While the offering prospectus for Fosun Tourism Group shows it has been profitable at an operating level since 2016, Club Med has posted net losses since 2013 due to interest expenses.
Qian Jiannong, chairman and chief executive of Fosun Tourism, said Thursday however that the company returned to the black in the first nine months this year, without providing figures.
"Club Med before we got it was facing quite heavy debt," Qian said. "We have been able to turn the situation around."
Through June 30, the business posted a net loss of 134.61 million yuan on revenue of 6.67 billion yuan but it has redeemed convertible bonds and preference shares in recent months.
The planned offering of a 17.5% stake in Fosun Tourism, self-described as the world's largest "leisure tourism resort group" by revenue, is to start from Friday. Trading of the shares on the Stock Exchange of Hong Kong is scheduled to start on Dec. 14.
Fosun Tourism on Thursday unveiled three cornerstone investors in the IPO. Macau tourism and property company Shun Tak Holdings has pledged to put in $34 million. Alibaba Group Holding is investing $5 million. Suchuang Gas, a natural gas supplier in the eastern Chinese city of Taicang, where Fosun Tourism is building a resort project, is putting in 75 million Hong Kong dollars ($9.58 million).
Fosun Tourism set an expected IPO price range of HK$15.60 to HK$20 a share, which at the top end would result in proceeds of HK$4.13 billion.
Club Med, which was listed on Euronext Paris before the buyout, accounted for virtually all of Fosun Tourism's revenues and profits last year, but the company's operations include the new 11 billion yuan ($1.59 billion) Atlantis Sanya resort center on the Chinese holiday island of Hainan and various tourism services businesses.
In addition to Taicang, the company is building another holiday center in the southwestern Chinese town of Lijiang, Yunnan Province. The company also holds a 6% stake in European package tour company Thomas Cook Group. Fosun International itself holds another 7.23% of Thomas Cook, which has a joint venture travel agency in China with Fosun. The tourism unit also holds a 18.7% stake in Taiwanese pineapple cake producer Vigor Kobo.
The company is betting heavily on building out its new resort centers, with a majority of the IPO proceeds designated for the Taicang and Lijiang projects which are to include theme park attractions and shopping centers in addition to hotels. The prospectus put the cost of the initial phases of the Lijiang and Taicang projects at 2.93 billion yuan and 10.02 billion yuan respectively.

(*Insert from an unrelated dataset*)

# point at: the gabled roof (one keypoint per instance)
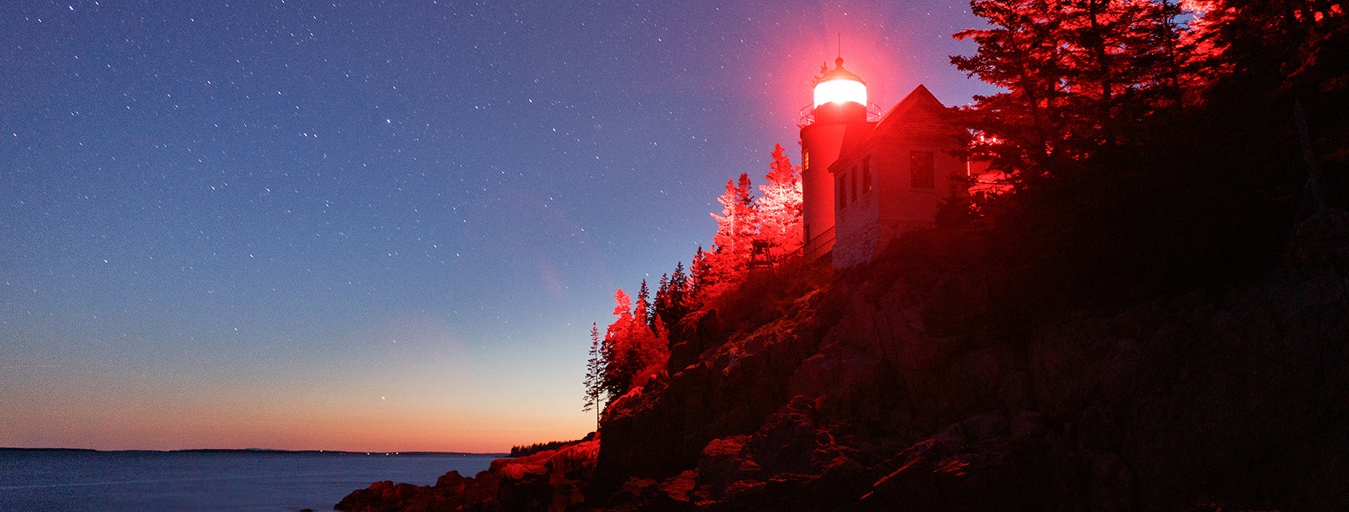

"This kid of tourism leisure project is lacking in China," Qian said. He said that Atlantis Sanya has gotten off to a fast start since its opening in April and is now generating monthly revenues of more than 100 million yuan.
China, however, accounted for just 7.1% of Fosun Tourism's revenues in the first half of the year, even though it has become the company's second-biggest market. France, the home of Club Med, remains the biggest, accounting for 40%.
Club Med now operates about as many resorts as it did at the time of Fosun's acquisition, but Henri Giscard d'Estaing, Fosun Tourism's vice chairman and deputy chief executive, said that 12 more are on track to open by 2020.
Four of these would be in China, partly under the new Club Med Joyview brand the company introduced this year for short-stay resorts located near major Chinese cities. But while adding new resorts, Club Med is also cutting older ones in a move to shift upscale; two have been closed since June, leaving the company with 67.
While occupancy rates at Club Med resorts are comparable to what they were before Fosun's buyout, room rates have risen gradually. In the first half of 2018, the chain took in an average nightly bed rate of 1,317.40 yuan, about 17% more than the 142.40 euros a night it counted in 2014. Qian credited the improvement to Fosun's sales systems and integration with its other tourism services.